A marathon swim observer documents a swim and verifies it was conducted according to the pre-stated rules and standards of conduct. Observers serve a vital role in a sport performed with few first-hand witnesses, often many miles out to sea.
One of the observer’s primary responsibilities is producing documentation. And the primary “document” of this documentation is the Observer Log.
An Observer Log contains timestamped observations, recorded at regular intervals throughout the swim, of several objective and subjective data, including but not limited to:
- geographic position (latitude and longitude)
- water temperature
- air temperature
- wind speed (or force) and direction
- wave height and quality (smooth swells or confused chop)
- swimmer stroke rate (strokes per minute)
- swimmer feeds (product, quantity, etc.)
- other notable events: verbal communications from swimmer, paddler or support swimmer changes, wildlife encounters, etc.
Observer Log formats vary by organization, but often include a crosshatched, graph-paper-like region to facilitate the collection of regular timestamped data. As an example, here’s a page from the MSF Standard Observer Report of Chloe McCardel’s world-record 124.4km Bahamas swim, expertly observed by David Barra and Brianne Yeates:
A tabular, “graph-paper” style log such as MSF’s is convenient and encourages consistent data collection. Other observer logs in this style include:
- Santa Barbara Channel Swimming Association’s swim log
- ILDSA’s North Channel log
- Catalina Channel Swimming Federation’s swim log (not available to view, at the request of the CCSF board of directors)
- Loneswimmer’s Generic Observer Report (modeled on an earlier version of the CS&PF observer log) – Page 1, Page 2
Loneswimmer’s Generic Observer Log
A more free-flowing, prose-style observer log is also perfectly valid, as long as it still provides regular timestamped observations of the relevant data. Prose-style observer logs can be more engaging to read, and can convey a deeper subjective sense of how a swim unfolded.
Examples of prose-style logs:
- Cathy Delneo’s report on my Round-Trip Angel Island swim.
- My report on Dave Van Mouwerik’s pioneering crossing of Estero Bay, California.

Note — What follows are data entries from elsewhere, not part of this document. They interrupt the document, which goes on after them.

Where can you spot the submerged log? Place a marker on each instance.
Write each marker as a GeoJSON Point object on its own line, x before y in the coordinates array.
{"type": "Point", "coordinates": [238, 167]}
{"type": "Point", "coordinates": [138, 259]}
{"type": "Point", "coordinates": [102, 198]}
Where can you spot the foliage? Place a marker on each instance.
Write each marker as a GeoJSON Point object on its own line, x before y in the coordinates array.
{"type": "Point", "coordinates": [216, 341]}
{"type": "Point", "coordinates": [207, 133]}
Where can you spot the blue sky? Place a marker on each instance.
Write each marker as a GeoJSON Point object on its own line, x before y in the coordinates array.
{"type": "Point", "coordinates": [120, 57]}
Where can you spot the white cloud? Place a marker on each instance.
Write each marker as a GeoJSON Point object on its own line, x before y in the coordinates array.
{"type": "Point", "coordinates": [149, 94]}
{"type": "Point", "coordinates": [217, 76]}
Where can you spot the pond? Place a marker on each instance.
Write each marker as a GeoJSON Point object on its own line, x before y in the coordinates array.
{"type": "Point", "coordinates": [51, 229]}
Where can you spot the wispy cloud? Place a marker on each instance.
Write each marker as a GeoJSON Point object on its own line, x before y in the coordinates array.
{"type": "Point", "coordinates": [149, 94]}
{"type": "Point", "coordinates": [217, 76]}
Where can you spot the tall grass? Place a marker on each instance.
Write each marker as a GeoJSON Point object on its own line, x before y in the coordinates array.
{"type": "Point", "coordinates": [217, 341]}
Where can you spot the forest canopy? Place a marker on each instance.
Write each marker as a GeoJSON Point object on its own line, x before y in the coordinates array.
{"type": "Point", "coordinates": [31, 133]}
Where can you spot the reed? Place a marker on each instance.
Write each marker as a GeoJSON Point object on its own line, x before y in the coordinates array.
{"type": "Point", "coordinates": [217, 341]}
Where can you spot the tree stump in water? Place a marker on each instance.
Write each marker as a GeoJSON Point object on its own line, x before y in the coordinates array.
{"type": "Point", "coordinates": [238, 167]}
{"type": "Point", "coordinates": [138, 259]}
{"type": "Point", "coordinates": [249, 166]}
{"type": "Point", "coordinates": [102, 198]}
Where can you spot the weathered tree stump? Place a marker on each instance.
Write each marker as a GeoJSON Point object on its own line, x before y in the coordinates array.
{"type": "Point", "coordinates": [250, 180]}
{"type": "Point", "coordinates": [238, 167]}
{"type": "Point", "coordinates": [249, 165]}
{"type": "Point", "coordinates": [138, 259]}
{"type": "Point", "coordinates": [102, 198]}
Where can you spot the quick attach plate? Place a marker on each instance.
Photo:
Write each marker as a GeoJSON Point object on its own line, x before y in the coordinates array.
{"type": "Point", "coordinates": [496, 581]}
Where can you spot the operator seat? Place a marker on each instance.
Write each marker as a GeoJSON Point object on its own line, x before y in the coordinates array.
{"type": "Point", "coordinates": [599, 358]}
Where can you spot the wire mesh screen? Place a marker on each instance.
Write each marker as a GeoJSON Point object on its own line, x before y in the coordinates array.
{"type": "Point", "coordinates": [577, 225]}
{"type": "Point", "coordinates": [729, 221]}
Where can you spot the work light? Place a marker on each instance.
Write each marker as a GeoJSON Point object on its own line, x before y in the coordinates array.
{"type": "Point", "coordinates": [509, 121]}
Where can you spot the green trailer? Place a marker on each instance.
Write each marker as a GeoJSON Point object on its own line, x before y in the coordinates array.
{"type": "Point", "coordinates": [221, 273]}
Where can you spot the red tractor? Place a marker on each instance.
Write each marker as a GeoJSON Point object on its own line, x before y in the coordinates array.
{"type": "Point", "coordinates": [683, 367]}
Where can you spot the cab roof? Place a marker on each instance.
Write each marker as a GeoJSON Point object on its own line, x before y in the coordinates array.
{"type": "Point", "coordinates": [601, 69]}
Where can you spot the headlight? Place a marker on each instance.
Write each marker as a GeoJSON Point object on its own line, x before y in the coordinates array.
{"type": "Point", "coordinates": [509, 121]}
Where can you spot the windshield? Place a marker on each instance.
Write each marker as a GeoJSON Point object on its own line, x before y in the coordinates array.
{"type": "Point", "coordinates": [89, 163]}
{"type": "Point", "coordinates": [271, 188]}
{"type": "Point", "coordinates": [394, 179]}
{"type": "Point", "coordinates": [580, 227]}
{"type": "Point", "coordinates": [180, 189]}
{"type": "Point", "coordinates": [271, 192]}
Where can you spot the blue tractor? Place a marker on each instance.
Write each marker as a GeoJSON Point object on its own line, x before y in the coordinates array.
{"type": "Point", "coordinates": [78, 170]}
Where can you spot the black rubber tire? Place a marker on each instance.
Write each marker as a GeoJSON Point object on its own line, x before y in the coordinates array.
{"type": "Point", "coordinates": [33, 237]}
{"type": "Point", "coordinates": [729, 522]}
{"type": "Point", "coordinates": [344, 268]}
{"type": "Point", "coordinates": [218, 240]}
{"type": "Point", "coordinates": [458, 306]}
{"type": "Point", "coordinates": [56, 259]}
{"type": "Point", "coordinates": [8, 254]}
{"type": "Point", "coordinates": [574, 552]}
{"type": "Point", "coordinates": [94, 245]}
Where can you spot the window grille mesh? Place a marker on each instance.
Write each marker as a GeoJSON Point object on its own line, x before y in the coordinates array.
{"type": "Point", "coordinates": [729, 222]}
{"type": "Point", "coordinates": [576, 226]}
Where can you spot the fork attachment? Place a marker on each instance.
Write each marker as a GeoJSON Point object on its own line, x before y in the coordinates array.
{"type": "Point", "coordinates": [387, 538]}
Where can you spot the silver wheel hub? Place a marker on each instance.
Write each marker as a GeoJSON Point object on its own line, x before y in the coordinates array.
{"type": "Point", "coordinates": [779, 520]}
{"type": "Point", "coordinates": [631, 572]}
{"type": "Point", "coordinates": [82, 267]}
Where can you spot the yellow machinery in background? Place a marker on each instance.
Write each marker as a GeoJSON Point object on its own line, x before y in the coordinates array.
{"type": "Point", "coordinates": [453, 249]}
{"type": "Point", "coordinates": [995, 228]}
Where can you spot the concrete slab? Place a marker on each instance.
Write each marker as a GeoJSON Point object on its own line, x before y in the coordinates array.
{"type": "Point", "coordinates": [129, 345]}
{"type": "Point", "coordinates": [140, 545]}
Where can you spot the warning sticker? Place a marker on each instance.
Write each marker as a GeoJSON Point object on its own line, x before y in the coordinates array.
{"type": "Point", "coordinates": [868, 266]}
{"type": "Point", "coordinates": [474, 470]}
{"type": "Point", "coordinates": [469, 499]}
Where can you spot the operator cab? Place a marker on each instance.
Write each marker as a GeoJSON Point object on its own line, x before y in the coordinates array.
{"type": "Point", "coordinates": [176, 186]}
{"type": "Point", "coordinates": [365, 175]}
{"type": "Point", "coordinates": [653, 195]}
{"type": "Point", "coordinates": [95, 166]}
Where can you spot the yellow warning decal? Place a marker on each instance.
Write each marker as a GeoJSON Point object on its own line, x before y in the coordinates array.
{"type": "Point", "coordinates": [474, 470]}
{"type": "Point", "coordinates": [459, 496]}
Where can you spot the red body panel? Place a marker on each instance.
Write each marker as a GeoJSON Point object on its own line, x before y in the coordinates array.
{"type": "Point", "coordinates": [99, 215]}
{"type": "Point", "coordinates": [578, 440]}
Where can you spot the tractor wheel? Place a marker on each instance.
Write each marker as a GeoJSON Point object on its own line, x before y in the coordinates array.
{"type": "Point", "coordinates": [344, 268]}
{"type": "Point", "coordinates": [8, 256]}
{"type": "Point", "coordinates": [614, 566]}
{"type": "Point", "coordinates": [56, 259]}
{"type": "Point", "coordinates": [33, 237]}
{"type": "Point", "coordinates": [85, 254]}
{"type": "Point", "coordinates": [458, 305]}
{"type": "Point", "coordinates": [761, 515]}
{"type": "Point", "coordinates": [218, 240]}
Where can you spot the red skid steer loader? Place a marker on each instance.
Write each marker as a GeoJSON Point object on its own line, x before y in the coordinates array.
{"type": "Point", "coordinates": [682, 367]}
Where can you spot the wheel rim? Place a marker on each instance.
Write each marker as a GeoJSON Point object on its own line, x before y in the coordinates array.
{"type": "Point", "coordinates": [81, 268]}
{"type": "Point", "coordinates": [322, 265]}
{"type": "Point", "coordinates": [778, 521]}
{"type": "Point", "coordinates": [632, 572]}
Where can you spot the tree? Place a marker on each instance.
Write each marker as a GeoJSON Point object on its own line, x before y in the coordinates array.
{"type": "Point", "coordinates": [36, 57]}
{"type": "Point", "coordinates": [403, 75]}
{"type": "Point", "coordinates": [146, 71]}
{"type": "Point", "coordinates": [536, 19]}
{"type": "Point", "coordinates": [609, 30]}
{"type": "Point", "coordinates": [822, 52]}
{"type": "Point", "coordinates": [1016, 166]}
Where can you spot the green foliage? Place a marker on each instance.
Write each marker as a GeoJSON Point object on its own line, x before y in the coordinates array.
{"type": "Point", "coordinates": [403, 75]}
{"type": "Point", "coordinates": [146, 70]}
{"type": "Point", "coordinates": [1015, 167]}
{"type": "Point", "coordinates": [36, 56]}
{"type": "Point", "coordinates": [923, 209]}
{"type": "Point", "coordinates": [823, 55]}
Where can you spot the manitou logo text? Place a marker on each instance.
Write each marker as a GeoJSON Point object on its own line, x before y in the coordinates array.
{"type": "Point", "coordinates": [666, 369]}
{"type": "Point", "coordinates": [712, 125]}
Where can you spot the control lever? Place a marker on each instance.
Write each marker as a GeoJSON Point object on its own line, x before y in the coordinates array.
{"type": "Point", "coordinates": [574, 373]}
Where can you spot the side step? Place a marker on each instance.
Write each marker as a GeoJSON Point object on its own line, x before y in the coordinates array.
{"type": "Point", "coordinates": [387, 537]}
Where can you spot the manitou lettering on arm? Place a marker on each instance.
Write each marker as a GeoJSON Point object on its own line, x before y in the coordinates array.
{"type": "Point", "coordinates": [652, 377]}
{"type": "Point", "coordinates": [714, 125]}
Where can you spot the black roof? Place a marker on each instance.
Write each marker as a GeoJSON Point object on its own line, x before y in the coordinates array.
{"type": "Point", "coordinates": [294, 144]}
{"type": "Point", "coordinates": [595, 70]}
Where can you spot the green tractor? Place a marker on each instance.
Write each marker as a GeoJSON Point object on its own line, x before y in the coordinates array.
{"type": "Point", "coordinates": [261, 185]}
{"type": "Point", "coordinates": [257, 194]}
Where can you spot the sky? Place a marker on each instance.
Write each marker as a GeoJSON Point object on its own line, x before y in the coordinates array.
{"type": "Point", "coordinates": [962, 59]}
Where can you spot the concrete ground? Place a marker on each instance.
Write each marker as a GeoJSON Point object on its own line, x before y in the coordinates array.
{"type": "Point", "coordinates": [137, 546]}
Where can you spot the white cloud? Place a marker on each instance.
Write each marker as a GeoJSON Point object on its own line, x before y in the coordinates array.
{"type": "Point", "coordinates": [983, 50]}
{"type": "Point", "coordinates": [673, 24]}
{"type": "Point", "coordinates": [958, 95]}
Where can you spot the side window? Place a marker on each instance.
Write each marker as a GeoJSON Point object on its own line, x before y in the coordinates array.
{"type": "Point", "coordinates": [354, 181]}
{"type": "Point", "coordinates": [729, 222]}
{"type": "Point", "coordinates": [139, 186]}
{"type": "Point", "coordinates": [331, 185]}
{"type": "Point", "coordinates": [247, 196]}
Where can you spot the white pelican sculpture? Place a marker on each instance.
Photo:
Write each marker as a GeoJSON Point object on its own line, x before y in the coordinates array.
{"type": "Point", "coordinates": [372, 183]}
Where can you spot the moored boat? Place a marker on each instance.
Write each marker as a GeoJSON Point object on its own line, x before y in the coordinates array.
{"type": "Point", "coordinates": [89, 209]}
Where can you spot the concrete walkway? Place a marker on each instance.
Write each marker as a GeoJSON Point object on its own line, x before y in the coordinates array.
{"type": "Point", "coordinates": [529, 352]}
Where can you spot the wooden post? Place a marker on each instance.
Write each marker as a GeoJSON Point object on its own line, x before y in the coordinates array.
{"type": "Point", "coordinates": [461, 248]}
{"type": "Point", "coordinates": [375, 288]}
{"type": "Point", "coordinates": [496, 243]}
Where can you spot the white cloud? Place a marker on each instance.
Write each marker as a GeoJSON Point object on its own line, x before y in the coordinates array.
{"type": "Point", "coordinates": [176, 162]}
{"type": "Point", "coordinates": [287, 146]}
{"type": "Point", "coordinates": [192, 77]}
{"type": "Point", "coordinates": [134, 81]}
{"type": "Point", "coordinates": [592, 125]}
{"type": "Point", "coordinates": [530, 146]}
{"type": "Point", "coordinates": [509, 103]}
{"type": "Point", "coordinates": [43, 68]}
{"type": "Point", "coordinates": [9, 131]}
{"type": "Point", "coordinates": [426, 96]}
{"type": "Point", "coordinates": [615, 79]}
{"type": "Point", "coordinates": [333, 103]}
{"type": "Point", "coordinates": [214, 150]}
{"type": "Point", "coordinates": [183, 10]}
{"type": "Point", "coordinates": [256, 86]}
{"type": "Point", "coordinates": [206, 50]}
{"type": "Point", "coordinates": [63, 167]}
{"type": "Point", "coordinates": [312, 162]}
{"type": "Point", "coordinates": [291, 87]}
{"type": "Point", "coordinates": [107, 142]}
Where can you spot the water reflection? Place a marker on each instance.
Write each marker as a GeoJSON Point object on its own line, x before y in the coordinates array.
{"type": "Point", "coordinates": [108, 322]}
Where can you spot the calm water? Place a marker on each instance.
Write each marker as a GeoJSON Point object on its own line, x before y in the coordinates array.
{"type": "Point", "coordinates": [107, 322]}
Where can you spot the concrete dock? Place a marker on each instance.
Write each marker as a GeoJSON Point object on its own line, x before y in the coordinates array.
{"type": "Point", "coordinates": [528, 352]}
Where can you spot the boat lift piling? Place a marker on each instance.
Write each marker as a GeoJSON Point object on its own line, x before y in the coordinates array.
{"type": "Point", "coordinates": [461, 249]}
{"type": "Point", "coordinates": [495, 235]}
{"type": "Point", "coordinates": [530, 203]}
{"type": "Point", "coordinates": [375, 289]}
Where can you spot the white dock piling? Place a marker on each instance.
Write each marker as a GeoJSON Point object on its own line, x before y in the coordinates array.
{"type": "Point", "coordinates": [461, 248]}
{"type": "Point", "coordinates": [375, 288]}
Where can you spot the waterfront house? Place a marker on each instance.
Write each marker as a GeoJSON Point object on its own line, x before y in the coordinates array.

Finally, the CSA and CS&PF take a hybrid approach for English Channel swims, combining a tabular log with a narrative report. Here is an example CS&PF English Channel report.
In my research I found some other, more primitive log styles. Two examples include the “swim verification form” for Hawaii Channel swims, and the BLDSA “swim recognition application.” I don’t consider these sufficient for properly documenting a marathon swim.
In documenting an event that — it bears repeating — few witness in person, my general recommendation is: the more data, the better. In designing the MSF Standard Observer Report, I tried to maximize the efficiency of recording timestamped data (temperatures, wind speeds, stroke rates, etc.), while moving non-time-relevant details (swimmer biographical info, names of support crew, etc.) to a separate page.
A tabular log may produce more consistent results, especially when the experience and personalities of observers vary. I suppose it will surprise no one that I think MSF’s log is best-in-class for the tabular style.
Though it may surprise some that I personally do not use a tabular log when I observe. I prefer to record various data and rough short-hand notes in a simple waterproof notebook. After I’m back on land, I transcribe, expand, and format these rough notes into the finished product, examples of which can be viewed here, here, and here.
I also believe strongly that other forms of documentation enhance the tabular data and provide valuable depth to a swim account. These other forms include:
- Narrative reports (by the observer, swimmer, or members of the crew).
- Photos and video
- GPS tracking data
- Weather and tide data
Among the MSF Documented Swims are numerous examples of deeply, diversely-documented swims, and I encourage anyone planning an independent marathon swim to mine these for inspiration.
Among the major local swim governing bodies, I think the CS&PF are the most sophisticated about documenting swims. Their hybrid tabular+narrative logs, combined with GPS tracking and Sandettie buoy data, provide a wealth of information about the dozens of swims they sanction each year. When we added GPS tracking and NOAA data to the SBCSA website, it was a direct emulation of the CS&PF.